Thursday, January 10, 2008

China bans free plastic shopping bags

China bans free plastic shopping bags
The Associated Press
Wednesday, January 9, 2008

China will ban shops from giving out free plastic bags and has called on consumers to use baskets and cloth sacks instead to reduce environmental pollution.


The regulation, effective in June, was decided on about 15 years after shopkeepers started handing out cheap, flimsy plastic bags to customers. "White pollution," a reference to the color of many bags, has cluttered landfills.


"Our country consumes a huge amount of plastic shopping bags each year," said the State Council, China's cabinet. "While plastic shopping bags provide convenience to consumers, this has caused a serious waste of energy and resources and environmental pollution because of excessive usage, inadequate recycling and other reasons."


The regulation is part of Beijing's increased efforts to fight the pollution that has accompanied breakneck economic growth. As factories churn out low-cost products for the world's consumers, they have severely fouled the country's air and water.


Beginning on June 1, all supermarkets, department stores and shops will be prohibited from giving out free plastic bags, the State Council said.

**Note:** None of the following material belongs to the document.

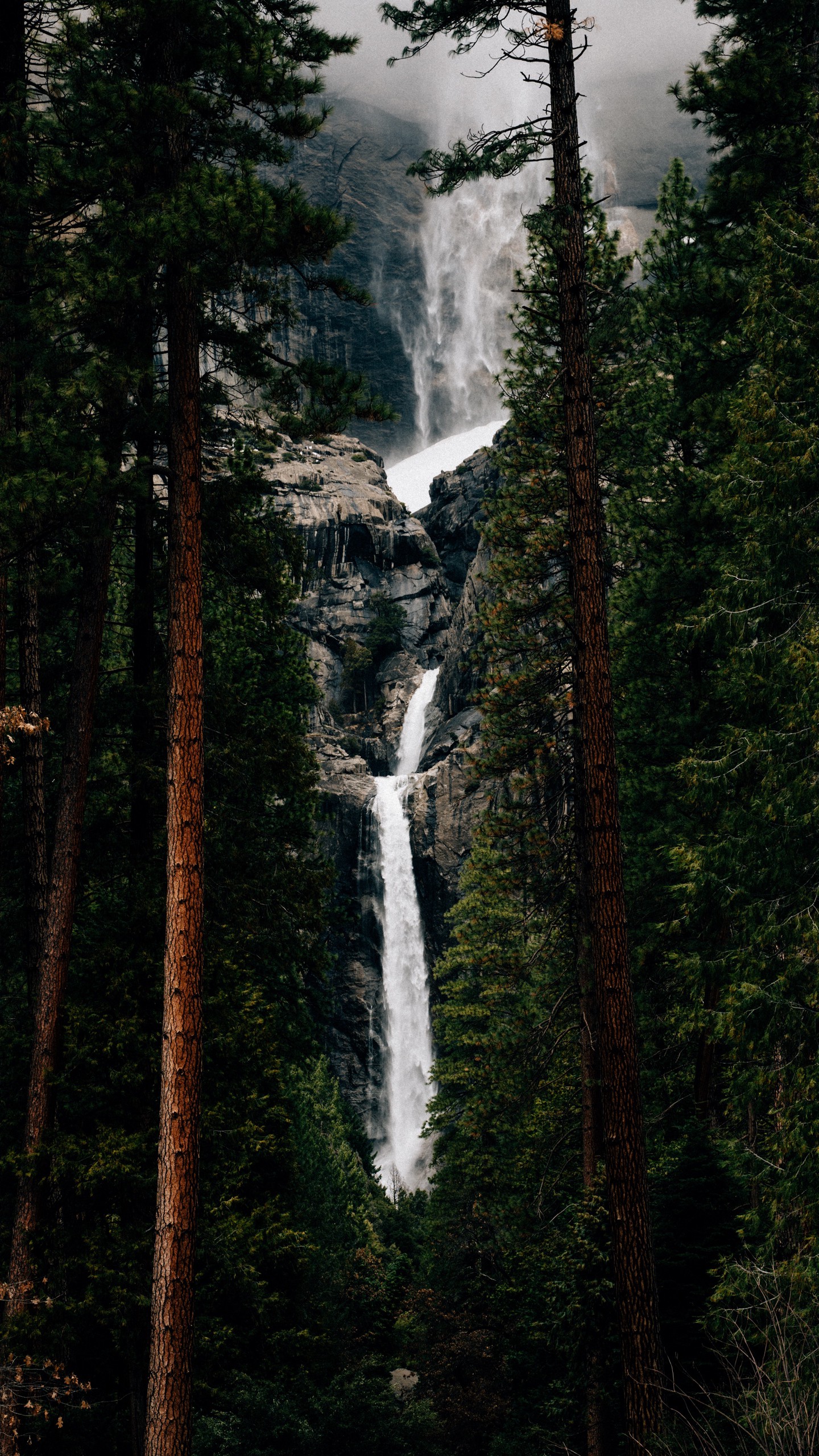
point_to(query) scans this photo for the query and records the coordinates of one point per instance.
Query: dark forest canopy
(496, 1286)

Stores must clearly mark the price of plastic shopping bags and are banned from tacking that price onto products.


The production, sale and use of ultra-thin plastic bags - those less than 0.025 millimeters, or 0.00098 inches, thick - were also banned, according to the State Council notice. Dated Dec. 31 and posted on a government Web site Tuesday, it called for "a return to cloth bags and shopping baskets."


It also urged waste collectors to step up recycling efforts to reduce the amount of bags burned or buried. Finance authorities were told to consider tax measures to discourage plastic bag production and sale.


Internationally, legislation to discourage plastic bag use has been passed in parts of South Africa, Ireland and Taiwan, where authorities either tax shoppers who use them or impose fees on companies that distribute them. Bangladesh already bans them, as do at least 30 remote Alaskan villages.


Last year, San Francisco became the first U.S. city to ban petroleum-based plastic grocery bags.